There are a number of things I find uncomfortable about the way we do Remembrance Day/Armistice Day in the UK, to do with displays of militaristic pride, at a time when we should most be thinking about how we have messed up, how we have failed to support our troops in any meaningful sense, how it is stunningly disrespectful to everyone who has died or lost someone or been injured or been sexually assaulted (let's not forget about the use of mass rape as a weapon of war) in war to turn our military past into something that patriotism requires us to be proud of. And all I can think about is the old slogan "Support our troops -- bring 'em home." I've written about some of this before.

But this year I'm also thinking about how the British public rally around wounded and disabled veterans in a way that we don't, and wouldn't, rally around others in need of similar funds and services, like, say, single mothers. It is important that we support people who need support in their daily lives, and it is undoubtedly true that society doesn't do enough for veterans. So none of this is out of any disrespect for veterans, or for the support that is provided to them.

But I can't help thinking that, if it weren't veterans, the community wouldn't respond so supportively. How do we respond to unemployed people on the dole? To single mothers? Even before this government, they were targeted by the tabloid press for scorn.

Traditionally, the justification for support for veterans is that they have served their country. And again, it's out of no disrespect for veterans, that I'm uncomfortable with that explanation. Or rather, it seems to that it shouldn't be necessary. We should support people because they need support.

Anyway, there's more than one way to serve your community. Where's the support for the now elderly or disabled people who did war service in factories? Where the support for pensioners who have spent their lives being nurses, teachers, police officers, postal workers, refuse collectors? Where's the support for disabled people who work in any number of jobs or volunteer with a number of causes, or would be able to with the right support?

There's a gendered dimension here too.

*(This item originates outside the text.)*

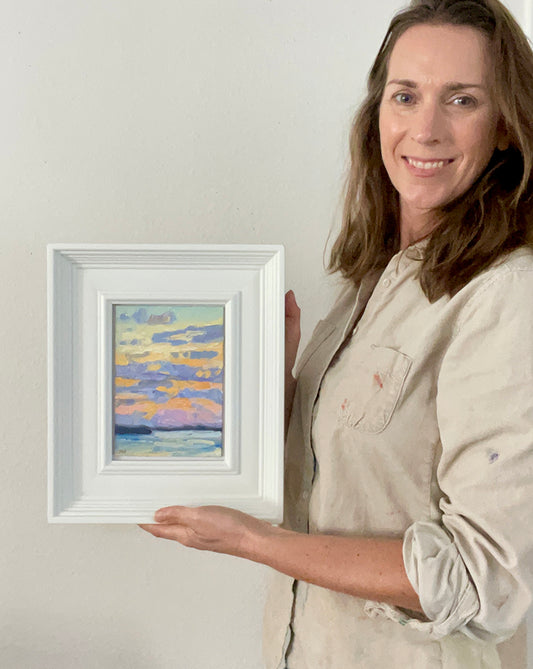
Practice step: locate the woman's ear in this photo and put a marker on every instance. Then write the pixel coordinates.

It's easier to recognise some kinds of service of service than others. We disproportionately don't recognise, and don't provide support for the kinds of service that aren't paid employment. Who is disproportionately allocated unwaged community work, like, say caring for children, or elderly people, or disabled people? Women. Who not only won't receive a wage for much of the caregiving work they do for their families and communities, but are also disadvantaged when it comes to pensions and benefits if they have made fewer NI contributions (because of unwaged work), and are disproportionately judged negatively for their work. Caregiving most certainly is service to communities, but because their work isn't counted as "real" work.

I'm also thinking this year about the budget cuts. In cutting disability-related benefit spending and disability services, the ConDem government is literally taking wheelchairs from disabled people. In the case of veterans, the Poppy Appeal will go some way to making sure people still get at least some of the support that they need. But when it comes to other disabled people? Yes, there are other charities who do great work. None of them have the kind of pull on the British conscience that the Poppy Appeal has. And even the Poppy Appeal, although it does very good work, is no substitute for a strong public sector.

So when we talk about service to our country, I wish we talked more about what service means, and how much more we really have to do if we've any hope of providing properly for the people who have served this country.